Peng Peiyun, who has just died after a very long life, had a tough job, some say. But things were not as tough for her as they were for the Chinese women subjected to the regime of coercive birth control that she was responsible for enforcing (India Today, December 25, 2025).
Social media platforms have been filled with anger and criticism rather than condolences following the death of China’s one-child policy czar, Peng Peiyun. Peng, who was tasked with enforcing the draconian policy from 1980-2015, has become the subject of hate as her death reopened old wounds over the long-abandoned population control measure.
Peng died on December 21 in Beijing, with the Chinese Communist Party calling her an “outstanding leader” in population policy and women’s and children’s issues. However, for lakhs [great numbers] of Chinese citizens, her passing was a moment of reckoning. Several users took to Weibo and X to recount the pain and trauma that their mothers or close ones underwent during the controversial population control drive….
The policy period saw women, especially those in rural areas, enduring forced abortions and sterilisations. Those opposing it were beaten and abused by local enforcers. The period was also marked by slipshod medical procedures for contraception. A CNN report said around 20 million baby girls “disappeared” due to sex-selective abortions or infanticide.
The New York Times reports:
Ms. Peng had thrown herself into the Communist revolutionary cause as a teenager and rose as an enforcer of the party’s policies in universities. But as a woman, she was a rarity in the higher ranks of government, and as the minister of the family planning commission, she saw the suffering wrought by China’s campaign to drastically reduce birthrates.
Rural women in particular endured forced abortions and sterilizations, beatings by local cadres of enforcers and slipshod medical procedures for contraception.
As the Times tells it, she was really a warrior, sometimes, against all this:
During the 1990s, Ms. Peng tried to make enforcement of the restrictions on family size—one child for most urban families, often two in the countryside—less brutal. Many local officials, under intense pressure to meet mandatory birth goals, bristled at her efforts. Some dismissed her as a naïve outsider.
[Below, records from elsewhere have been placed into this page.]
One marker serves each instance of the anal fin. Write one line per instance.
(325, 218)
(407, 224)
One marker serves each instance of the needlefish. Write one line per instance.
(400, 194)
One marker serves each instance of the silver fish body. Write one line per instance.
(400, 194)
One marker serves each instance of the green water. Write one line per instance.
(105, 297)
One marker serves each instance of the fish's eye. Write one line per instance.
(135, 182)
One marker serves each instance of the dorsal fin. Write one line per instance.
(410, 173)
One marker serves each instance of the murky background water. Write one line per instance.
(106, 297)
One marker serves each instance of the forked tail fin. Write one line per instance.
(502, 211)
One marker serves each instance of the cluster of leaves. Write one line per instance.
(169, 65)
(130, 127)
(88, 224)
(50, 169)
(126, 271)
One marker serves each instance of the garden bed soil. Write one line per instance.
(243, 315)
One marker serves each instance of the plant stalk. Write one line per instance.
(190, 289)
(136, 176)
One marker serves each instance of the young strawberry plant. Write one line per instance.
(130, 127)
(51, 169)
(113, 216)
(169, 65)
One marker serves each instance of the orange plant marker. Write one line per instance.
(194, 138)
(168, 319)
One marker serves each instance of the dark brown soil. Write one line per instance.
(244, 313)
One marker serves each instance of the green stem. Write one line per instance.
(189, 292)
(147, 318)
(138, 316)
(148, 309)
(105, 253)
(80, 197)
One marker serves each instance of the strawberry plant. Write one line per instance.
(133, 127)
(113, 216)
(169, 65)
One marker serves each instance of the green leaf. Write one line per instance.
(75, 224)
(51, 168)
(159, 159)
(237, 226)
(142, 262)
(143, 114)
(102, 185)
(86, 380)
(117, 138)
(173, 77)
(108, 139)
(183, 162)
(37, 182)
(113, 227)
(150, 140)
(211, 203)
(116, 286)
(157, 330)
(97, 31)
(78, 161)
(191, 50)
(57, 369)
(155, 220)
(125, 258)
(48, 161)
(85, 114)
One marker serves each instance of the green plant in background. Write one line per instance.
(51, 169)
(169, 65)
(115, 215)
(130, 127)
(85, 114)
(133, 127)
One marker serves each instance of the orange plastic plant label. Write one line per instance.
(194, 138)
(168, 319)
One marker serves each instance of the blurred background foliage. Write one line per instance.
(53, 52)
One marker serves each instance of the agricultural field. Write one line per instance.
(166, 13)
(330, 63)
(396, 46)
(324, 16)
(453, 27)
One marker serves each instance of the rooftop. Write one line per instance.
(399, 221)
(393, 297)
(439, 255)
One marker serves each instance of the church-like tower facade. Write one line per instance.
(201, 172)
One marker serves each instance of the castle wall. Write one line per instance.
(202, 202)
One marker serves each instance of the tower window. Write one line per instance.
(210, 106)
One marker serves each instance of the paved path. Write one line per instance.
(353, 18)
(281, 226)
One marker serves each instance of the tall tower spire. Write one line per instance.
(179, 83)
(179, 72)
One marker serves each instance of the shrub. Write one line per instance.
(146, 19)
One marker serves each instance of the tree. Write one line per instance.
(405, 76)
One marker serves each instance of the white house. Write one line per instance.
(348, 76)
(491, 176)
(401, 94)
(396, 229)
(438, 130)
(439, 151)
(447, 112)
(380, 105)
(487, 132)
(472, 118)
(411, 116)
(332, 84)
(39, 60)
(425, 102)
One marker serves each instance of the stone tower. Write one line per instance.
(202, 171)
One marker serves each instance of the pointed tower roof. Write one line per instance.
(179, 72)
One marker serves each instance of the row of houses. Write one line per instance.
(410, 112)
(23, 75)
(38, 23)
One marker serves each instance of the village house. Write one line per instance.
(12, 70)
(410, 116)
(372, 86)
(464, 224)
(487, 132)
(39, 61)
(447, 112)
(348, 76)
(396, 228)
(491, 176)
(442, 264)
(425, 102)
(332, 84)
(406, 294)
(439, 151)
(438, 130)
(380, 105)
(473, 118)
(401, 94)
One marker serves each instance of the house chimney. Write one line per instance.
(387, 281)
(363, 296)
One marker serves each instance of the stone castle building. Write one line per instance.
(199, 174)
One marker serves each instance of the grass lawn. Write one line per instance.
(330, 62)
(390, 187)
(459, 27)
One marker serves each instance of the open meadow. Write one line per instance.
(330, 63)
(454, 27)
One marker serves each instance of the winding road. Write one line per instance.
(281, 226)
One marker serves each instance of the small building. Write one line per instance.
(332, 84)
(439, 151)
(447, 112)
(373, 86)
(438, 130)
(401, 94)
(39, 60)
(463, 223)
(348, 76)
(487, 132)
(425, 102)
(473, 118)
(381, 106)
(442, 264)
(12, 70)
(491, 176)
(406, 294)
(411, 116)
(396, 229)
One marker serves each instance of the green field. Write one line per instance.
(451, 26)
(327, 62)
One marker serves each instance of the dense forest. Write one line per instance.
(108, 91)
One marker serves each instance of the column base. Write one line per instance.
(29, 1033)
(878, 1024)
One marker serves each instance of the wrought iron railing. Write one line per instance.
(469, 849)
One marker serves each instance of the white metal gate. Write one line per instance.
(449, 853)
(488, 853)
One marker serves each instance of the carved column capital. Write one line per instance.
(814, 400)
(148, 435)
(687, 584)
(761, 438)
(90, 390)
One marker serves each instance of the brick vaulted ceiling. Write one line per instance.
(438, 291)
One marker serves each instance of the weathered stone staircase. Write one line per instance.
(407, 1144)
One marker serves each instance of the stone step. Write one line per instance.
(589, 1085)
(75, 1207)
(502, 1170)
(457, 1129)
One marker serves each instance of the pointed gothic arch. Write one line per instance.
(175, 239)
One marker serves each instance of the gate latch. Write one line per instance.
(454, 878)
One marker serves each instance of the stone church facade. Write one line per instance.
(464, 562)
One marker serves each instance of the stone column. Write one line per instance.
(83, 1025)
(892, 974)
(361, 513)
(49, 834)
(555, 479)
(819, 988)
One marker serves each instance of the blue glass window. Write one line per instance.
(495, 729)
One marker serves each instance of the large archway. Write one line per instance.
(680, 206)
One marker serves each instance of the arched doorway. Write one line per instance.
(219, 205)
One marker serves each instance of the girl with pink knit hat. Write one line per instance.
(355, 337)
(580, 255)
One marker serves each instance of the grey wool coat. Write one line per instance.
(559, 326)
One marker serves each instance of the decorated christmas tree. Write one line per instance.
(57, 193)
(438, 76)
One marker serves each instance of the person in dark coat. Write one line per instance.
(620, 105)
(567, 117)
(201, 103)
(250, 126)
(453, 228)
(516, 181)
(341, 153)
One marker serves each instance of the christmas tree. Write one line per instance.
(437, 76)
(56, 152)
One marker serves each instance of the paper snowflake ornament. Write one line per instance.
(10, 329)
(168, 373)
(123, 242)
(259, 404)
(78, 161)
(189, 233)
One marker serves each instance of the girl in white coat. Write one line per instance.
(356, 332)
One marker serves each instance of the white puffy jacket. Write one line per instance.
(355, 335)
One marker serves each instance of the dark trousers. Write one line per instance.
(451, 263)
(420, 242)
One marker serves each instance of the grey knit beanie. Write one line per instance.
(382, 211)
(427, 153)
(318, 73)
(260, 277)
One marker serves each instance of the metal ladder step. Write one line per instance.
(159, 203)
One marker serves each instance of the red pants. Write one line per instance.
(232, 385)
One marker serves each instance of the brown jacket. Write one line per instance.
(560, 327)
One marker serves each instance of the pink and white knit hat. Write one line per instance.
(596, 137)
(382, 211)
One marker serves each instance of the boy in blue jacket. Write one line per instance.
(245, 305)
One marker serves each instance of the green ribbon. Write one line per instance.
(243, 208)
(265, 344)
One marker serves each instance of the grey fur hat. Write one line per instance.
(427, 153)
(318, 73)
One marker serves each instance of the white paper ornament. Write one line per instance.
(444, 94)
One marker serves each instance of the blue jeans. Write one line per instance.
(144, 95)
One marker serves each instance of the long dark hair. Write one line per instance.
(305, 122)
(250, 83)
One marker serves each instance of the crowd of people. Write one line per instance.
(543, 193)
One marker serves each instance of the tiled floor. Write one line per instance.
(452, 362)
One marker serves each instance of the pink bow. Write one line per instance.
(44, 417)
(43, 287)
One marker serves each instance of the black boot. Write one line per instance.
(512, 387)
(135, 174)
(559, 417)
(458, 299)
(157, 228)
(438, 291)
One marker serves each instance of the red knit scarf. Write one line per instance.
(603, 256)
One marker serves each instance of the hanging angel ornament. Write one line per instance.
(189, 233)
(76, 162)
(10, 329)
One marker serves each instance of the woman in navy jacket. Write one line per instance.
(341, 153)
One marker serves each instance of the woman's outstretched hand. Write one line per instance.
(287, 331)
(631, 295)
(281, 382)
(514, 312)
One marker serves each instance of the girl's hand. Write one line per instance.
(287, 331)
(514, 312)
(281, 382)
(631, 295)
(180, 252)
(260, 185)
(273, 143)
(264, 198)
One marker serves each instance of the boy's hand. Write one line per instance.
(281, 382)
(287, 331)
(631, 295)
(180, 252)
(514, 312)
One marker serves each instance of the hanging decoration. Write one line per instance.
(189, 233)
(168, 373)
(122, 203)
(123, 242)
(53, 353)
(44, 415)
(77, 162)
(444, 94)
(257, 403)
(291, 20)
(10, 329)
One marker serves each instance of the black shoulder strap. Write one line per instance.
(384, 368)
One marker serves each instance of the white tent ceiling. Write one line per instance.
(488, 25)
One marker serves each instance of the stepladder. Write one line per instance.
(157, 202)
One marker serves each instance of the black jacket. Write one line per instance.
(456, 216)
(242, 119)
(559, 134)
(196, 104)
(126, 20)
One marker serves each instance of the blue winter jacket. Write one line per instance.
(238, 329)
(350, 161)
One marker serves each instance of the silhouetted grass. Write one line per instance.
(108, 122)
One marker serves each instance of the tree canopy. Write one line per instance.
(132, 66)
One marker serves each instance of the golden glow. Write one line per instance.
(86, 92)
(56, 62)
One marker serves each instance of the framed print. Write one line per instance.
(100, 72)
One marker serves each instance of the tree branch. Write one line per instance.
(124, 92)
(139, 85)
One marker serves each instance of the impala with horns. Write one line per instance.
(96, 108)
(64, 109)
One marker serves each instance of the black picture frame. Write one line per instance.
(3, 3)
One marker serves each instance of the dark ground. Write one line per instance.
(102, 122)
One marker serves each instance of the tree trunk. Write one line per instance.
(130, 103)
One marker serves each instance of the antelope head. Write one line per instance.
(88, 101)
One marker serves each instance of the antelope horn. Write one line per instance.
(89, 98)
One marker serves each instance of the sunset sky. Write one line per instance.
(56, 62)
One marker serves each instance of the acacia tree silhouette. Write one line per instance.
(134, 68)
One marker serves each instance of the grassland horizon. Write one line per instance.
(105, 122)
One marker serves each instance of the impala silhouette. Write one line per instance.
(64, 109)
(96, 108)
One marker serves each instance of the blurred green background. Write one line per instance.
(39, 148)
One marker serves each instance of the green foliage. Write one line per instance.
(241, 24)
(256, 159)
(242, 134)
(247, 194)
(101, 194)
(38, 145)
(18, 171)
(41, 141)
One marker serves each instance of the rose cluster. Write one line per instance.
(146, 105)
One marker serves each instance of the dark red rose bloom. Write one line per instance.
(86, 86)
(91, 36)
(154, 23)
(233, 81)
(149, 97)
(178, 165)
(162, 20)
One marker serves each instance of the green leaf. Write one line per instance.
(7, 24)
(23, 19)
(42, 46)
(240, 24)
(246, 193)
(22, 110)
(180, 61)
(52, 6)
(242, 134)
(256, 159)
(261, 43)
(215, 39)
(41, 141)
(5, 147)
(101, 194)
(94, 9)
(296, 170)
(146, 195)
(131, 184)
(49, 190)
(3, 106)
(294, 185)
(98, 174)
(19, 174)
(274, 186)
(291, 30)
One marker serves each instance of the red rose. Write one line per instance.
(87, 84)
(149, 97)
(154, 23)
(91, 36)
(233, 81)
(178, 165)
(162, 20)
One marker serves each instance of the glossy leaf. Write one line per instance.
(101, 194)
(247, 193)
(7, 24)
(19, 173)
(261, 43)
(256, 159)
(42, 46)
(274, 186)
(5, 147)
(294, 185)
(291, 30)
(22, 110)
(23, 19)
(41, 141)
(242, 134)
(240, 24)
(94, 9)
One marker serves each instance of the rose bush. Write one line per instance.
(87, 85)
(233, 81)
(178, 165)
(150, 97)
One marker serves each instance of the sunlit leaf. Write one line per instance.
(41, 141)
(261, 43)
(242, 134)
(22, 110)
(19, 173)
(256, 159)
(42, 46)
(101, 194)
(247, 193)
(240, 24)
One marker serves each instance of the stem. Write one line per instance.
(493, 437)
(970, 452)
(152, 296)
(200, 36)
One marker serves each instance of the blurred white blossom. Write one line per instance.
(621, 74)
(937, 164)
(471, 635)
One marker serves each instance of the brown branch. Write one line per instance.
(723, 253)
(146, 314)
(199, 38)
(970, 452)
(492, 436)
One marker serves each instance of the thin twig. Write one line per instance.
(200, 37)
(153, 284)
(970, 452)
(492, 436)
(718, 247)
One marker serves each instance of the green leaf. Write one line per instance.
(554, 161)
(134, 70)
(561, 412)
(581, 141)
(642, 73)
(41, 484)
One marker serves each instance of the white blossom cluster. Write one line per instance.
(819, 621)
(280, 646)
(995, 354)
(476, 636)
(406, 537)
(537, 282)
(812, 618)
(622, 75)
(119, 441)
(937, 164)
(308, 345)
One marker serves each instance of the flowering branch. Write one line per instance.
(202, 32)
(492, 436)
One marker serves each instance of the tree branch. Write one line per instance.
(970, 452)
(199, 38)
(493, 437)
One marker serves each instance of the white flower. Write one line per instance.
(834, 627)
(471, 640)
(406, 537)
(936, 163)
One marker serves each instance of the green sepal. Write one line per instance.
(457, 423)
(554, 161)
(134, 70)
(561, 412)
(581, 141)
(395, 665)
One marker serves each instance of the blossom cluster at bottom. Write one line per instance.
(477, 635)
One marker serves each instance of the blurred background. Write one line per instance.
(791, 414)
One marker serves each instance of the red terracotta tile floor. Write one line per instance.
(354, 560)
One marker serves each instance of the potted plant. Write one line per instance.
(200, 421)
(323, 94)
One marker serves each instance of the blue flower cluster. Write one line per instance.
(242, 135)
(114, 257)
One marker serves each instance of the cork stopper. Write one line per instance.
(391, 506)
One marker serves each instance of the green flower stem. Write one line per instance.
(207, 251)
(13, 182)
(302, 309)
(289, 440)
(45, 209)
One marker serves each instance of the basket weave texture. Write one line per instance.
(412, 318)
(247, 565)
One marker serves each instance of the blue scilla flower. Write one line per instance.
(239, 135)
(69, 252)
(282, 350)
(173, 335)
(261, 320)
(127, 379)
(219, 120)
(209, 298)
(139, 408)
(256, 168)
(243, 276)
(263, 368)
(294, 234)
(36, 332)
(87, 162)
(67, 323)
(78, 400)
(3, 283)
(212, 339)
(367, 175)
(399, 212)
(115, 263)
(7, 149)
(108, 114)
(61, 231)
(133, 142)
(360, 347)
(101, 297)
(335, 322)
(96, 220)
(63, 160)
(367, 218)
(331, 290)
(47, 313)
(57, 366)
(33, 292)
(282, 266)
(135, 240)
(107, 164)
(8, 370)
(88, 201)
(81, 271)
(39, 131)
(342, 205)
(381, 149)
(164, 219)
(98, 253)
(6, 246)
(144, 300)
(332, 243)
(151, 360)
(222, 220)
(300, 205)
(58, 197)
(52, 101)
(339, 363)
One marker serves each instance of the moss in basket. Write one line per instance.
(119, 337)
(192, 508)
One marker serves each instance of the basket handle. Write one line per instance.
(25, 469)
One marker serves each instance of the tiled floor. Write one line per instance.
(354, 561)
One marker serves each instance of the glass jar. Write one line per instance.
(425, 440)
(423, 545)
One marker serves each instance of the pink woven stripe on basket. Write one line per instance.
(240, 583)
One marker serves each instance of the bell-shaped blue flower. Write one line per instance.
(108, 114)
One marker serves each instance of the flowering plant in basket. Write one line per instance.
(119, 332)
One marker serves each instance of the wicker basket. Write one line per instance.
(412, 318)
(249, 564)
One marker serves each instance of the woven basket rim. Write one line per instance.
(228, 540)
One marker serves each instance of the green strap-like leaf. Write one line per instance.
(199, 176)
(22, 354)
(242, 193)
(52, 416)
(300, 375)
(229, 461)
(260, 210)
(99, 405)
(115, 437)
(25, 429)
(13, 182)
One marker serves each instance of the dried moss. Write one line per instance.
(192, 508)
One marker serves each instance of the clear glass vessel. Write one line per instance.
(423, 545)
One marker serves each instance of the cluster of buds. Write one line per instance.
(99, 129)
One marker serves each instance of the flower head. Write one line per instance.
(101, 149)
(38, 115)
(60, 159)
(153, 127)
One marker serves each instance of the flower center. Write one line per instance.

Steven Mosher’s first book, Broken Earth, was largely about the consequences of China’s one-child policy. The policy was just beginning to be imposed when as a Stanford graduate student he interviewed Chinese villagers in 1979 and 1980. Stanford University was so dismayed by the party-state’s dismay over Mosher’s findings, which he first shared in an article published in Taiwan, that it refused to grant him a PhD. Stanford complained that Mosher had jeopardized “the opportunity of other researchers to carry out research in the same area…and might harm the populations the anthropologist would like to assist.”
In 1983, Mosher reported that abortions “were regularly carried out on women seven, eight, and even nine months pregnant, often against their will, and that there were even occasional cases of officially instigated infanticide.”
Mosher has quoted Deng Ziaoping’s injunction to subordinates about getting the birth rate under control: “Use whatever means you must. Just do it. With the support of the Communist Party, you have nothing to fear.”
Peng Peiyun followed the advice for many years. Eventually, says the Times obit writer, she “worked to soften,” then end, the one-child policy; which, if true, many of her victims do not regard as entitling her to any forgiveness.